Esto va para quien crea que lo que está sucediendo es una fiesta de chicas que se lo pasan bomba señalando machitos y dolores: Denunciar produce daño. Daña, sí, esa es la palabra. Te daña y te señala y también te mancha. Denunciar te deja una mancha que llevas en la solapa y que ves tú, pero también todo aquel con quien tratas a partir de entonces. Para empezar, porque enunciar no sale gratis, íntimamente. Una cosa es recordar lo sucedido y otra muy distinta ponerlo en palabras, decirlo. Y si decirlo en voz alta, por ejemplo a una amiga o a un médico, tiene algo de brutal, algo que te deja las piernas flojas, como llenas de arena, y te lanza el corazón a la garganta, no es difícil imaginar lo que significa expresarlo públicamente.

Pero además te deja marcada.

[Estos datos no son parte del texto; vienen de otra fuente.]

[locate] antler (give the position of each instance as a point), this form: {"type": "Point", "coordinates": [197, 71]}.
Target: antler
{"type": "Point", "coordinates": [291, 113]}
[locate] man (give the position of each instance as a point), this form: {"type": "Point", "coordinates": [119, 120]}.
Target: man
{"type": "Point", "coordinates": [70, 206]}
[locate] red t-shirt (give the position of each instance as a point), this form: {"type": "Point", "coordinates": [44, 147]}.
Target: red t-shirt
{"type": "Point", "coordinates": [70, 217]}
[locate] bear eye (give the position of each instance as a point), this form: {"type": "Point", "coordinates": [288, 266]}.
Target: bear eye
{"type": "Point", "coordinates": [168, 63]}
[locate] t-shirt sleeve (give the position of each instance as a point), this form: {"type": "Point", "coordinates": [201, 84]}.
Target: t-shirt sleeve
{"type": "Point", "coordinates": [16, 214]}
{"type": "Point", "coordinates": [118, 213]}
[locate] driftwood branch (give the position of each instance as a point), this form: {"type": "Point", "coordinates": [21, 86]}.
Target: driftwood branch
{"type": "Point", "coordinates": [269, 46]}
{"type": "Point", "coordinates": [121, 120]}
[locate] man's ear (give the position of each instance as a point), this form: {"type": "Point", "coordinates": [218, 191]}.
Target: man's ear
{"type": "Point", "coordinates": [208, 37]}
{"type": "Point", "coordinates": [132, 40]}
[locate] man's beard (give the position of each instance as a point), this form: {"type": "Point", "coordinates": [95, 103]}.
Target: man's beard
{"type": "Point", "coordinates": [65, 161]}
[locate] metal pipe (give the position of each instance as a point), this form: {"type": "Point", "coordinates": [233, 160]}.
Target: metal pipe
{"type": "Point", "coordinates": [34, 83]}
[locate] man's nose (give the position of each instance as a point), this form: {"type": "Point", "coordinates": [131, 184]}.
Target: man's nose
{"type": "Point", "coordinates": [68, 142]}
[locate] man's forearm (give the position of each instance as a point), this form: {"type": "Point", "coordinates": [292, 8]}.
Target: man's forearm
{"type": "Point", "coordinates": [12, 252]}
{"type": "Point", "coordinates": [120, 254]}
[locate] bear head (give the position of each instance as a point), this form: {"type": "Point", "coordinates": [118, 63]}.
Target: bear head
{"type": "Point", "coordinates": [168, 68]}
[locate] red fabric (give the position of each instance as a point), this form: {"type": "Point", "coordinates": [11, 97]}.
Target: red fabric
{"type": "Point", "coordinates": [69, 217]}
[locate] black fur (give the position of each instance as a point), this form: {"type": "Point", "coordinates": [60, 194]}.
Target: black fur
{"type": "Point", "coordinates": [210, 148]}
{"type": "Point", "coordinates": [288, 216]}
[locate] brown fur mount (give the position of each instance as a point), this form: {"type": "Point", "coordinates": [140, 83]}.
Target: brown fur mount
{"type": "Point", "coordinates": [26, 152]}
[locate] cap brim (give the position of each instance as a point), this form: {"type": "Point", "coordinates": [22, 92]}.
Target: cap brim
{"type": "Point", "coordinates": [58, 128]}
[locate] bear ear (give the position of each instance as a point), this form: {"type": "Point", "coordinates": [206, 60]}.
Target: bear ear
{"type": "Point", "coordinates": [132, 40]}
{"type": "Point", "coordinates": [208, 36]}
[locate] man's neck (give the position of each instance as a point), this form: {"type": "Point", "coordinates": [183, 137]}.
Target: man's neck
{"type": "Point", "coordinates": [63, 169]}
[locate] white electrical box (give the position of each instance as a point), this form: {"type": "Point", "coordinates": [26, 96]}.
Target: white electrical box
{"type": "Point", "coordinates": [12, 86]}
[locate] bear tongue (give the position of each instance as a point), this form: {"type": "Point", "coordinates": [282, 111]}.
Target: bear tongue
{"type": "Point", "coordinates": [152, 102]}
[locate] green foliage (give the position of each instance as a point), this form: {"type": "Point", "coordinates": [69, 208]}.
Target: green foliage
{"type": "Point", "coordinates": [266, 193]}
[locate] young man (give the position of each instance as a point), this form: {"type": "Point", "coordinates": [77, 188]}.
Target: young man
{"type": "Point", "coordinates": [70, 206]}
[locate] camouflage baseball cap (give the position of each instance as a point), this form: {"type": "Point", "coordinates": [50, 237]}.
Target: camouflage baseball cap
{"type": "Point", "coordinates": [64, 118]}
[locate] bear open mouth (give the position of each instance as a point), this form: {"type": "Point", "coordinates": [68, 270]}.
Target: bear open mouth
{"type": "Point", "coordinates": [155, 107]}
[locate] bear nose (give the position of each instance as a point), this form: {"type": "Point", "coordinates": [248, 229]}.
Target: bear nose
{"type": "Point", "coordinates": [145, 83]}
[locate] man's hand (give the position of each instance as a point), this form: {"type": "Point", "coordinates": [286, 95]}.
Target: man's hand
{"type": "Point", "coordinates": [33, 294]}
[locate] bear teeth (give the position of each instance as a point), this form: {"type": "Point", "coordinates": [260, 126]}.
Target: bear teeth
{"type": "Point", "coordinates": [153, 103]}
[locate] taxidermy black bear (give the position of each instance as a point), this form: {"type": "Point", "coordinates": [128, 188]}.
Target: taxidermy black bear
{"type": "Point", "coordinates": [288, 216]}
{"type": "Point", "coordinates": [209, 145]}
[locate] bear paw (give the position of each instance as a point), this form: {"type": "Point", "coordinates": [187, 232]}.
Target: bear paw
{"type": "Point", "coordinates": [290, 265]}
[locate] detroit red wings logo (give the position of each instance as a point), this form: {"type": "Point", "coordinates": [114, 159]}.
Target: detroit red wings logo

Pasas a ser una mujer “conflictiva”. Conflictiva es un adjetivo que me he tenido que oír varias veces en el ámbito laboral después de mi denuncia tras el despido embarazada. Y la palabra “conflictiva” implica rechazo, o sea dificultad para encontrar trabajo. Ninguna de las actrices, ninguno de los actores, ninguna de las trabajadoras que han denunciado estos días situaciones de acoso en el trabajo van a enfrentarse de igual manera al mundo laboral. De la misma forma que si denuncias haber sido forzada hay un sector de quienes lo leen o escuchan para el que pasas a ser molesta, o directamente objeto de mofa, o puta, borracha y loca, tres de los adjetivos con los que una tiene que lidiar en esas ocasiones. La eurodiputada que se levantó y declaró en voz alta, en medio de la Cámara, “Me too” cambió definitivamente, con ese gesto, los términos en los que se relaciona con sus compañeros y compañeras. Para bien, en ocasiones, pero en otras para mal. Seríamos bobas si pensáramos que una sociedad donde se producen millones de violencias constantes contra las mujeres es un lugar dulce para denunciarlas.

Cuento todo esto para dejar clara la valentía que implica el gesto de los cientos, miles de mujeres que alzan su voz estos días. Pero además para alertar contra la culpa que muchas veces sucede a la denuncia. Ah, la culpa. Tras el gesto valiente, con el daño que acompaña a la satisfacción cosido ya en las entretelas, llegan los cuestionamientos, las burlas, el rechazo y las consecuencias en ocasiones económicas, y entonces una se pregunta si ha hecho bien, pese a que sabe que sí, que ha hecho bien. La culpa corre por caminos apestosos.

De ahí que debamos considerar otra forma de agresión las frivolidades de aquellos que ponen en duda la veracidad de las denuncias, de aquellos que patean el cuerpo herido.

En fin, que denunciar no sale gratis. Lo que no significa que no merezca la pena.